# Exploratory Data Analysis (EDA) for Fraud Detection

**Objective:** Understand the dataset's characteristics, including class imbalance, feature distributions, correlations, and missing values. This analysis will guide our preprocessing and modeling decisions.

In [None]:
import pandas as pd
import matplotlib.pyplot as plt
import seaborn as sns
import numpy as np

# Set plot style
sns.set_style('whitegrid')
plt.rcParams['figure.figsize'] = (12, 8)

## 1. Load Data
Load the raw dataset.

In [None]:
df = pd.read_csv('../data/raw/fraud_dataset.csv')

## 2. Initial Data Inspection

In [None]:
print("Dataset Shape:", df.shape)
print("\n--- Data Info ---")
df.info()
print("\n--- First 5 Rows ---")
df.head()

In [None]:
print("--- Descriptive Statistics ---")
df.describe().T

## 3. Class Imbalance Analysis
This is the most critical step for a fraud detection problem. We need to check how skewed our target variable is.

In [None]:
class_counts = df['isFraud'].value_counts()
class_percentage = df['isFraud'].value_counts(normalize=True) * 100

print("Fraud Class Distribution:")
print(class_counts)
print("\nFraud Class Percentage:")
print(f"{class_percentage}")

sns.countplot(x='isFraud', data=df)
plt.title('Class Distribution (0: Not Fraud, 1: Fraud)')
plt.show()

**Finding:** The dataset is highly imbalanced. Fraudulent transactions are a tiny minority. This means accuracy is a poor metric, and we must use metrics like **Precision-Recall AUC**.

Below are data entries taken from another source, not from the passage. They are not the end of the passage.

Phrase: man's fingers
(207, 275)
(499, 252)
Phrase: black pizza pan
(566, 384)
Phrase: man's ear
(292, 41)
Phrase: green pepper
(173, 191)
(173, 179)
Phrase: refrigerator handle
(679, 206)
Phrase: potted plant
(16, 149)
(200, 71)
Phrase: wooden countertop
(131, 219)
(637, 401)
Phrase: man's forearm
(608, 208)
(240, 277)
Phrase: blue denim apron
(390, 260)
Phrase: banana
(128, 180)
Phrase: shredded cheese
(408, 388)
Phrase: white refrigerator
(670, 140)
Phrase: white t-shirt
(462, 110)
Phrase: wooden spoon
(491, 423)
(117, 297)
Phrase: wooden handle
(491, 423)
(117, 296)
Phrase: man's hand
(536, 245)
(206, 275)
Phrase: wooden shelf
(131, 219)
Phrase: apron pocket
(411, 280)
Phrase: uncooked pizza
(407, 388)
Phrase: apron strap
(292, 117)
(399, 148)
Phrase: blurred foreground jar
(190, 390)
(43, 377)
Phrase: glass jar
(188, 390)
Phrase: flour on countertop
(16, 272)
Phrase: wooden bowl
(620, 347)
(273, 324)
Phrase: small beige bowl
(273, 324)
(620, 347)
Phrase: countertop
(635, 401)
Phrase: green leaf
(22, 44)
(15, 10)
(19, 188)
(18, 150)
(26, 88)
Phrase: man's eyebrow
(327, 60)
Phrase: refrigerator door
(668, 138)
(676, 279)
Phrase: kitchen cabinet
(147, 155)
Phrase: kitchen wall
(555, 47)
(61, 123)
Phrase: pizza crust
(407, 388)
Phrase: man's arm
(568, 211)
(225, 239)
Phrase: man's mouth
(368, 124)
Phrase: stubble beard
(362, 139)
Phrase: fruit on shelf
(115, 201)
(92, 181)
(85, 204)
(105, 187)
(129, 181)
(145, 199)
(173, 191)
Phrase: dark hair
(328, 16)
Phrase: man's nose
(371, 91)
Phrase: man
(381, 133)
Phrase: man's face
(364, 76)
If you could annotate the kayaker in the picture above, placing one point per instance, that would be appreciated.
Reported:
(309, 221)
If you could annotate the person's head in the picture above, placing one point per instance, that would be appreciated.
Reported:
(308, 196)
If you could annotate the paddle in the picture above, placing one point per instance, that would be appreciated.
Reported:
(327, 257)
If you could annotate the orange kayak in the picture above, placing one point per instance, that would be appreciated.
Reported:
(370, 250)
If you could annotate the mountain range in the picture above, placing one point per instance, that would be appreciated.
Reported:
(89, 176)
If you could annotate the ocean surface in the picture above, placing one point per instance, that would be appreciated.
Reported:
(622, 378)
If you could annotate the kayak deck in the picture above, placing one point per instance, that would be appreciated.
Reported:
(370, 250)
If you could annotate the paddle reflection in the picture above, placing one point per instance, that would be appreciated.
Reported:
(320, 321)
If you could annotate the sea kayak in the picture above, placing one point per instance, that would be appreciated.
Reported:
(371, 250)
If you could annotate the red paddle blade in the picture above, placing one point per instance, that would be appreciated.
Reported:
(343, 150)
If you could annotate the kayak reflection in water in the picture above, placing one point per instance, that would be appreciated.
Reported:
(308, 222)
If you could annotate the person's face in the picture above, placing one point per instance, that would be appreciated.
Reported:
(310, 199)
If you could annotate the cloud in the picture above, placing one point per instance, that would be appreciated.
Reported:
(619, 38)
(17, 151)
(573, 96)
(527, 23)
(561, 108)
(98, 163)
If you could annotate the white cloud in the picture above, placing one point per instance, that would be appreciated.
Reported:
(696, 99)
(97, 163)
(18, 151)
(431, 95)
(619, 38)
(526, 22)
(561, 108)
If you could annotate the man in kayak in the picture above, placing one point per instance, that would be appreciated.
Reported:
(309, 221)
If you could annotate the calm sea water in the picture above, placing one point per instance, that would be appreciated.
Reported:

## 4. Missing Values & Duplicates

In [None]:
print("--- Missing Values per Column ---")
print(df.isnull().sum())

print("\n--- Total Duplicated Rows ---")
print(df.duplicated().sum())

**Finding:** There appear to be no missing values or duplicates in this synthetic dataset. In a real-world scenario, we would need to define an imputation strategy (e.g., mean, median, constant).

## 5. Feature Distribution and Correlation

In [None]:
# Visualizing distributions of numerical features
numerical_features = df.select_dtypes(include=np.number).columns.tolist()
df[numerical_features].hist(bins=30, figsize=(20, 15))
plt.suptitle('Distribution of Numerical Features')
plt.show()

In [None]:
# Correlation Matrix
plt.figure(figsize=(15, 10))
# Ensure only numeric columns are used for correlation matrix
numeric_df = df.select_dtypes(include=['float64', 'int64'])
corr_matrix = numeric_df.corr()
sns.heatmap(corr_matrix, annot=True, fmt='.2f', cmap='coolwarm')
plt.title('Correlation Matrix of Numerical Features')
plt.show()

**Findings:**
- `oldbalanceOrg` and `newbalanceOrg` are highly correlated.
- `oldbalanceDest` and `newbalanceDest` are also highly correlated.
These strong correlations suggest potential multicollinearity, but tree-based models like XGBoost are generally robust to it.

## EDA Summary

1.  **Imbalance:** The dataset is extremely imbalanced, which is the primary challenge. Our model evaluation strategy must prioritize metrics like AUC-PR, Precision, and Recall.
2.  **Features:** We have a mix of numerical and categorical (`type`) features. The `nameOrig` and `nameDest` columns are identifiers and should likely be dropped.
3.  **Preprocessing Needs:**
    -   Categorical features (`type`) must be one-hot encoded.
    -   Numerical features should be scaled to prevent features with large ranges from dominating the model.
    -   Identifier columns (`nameOrig`, `nameDest`) should be dropped.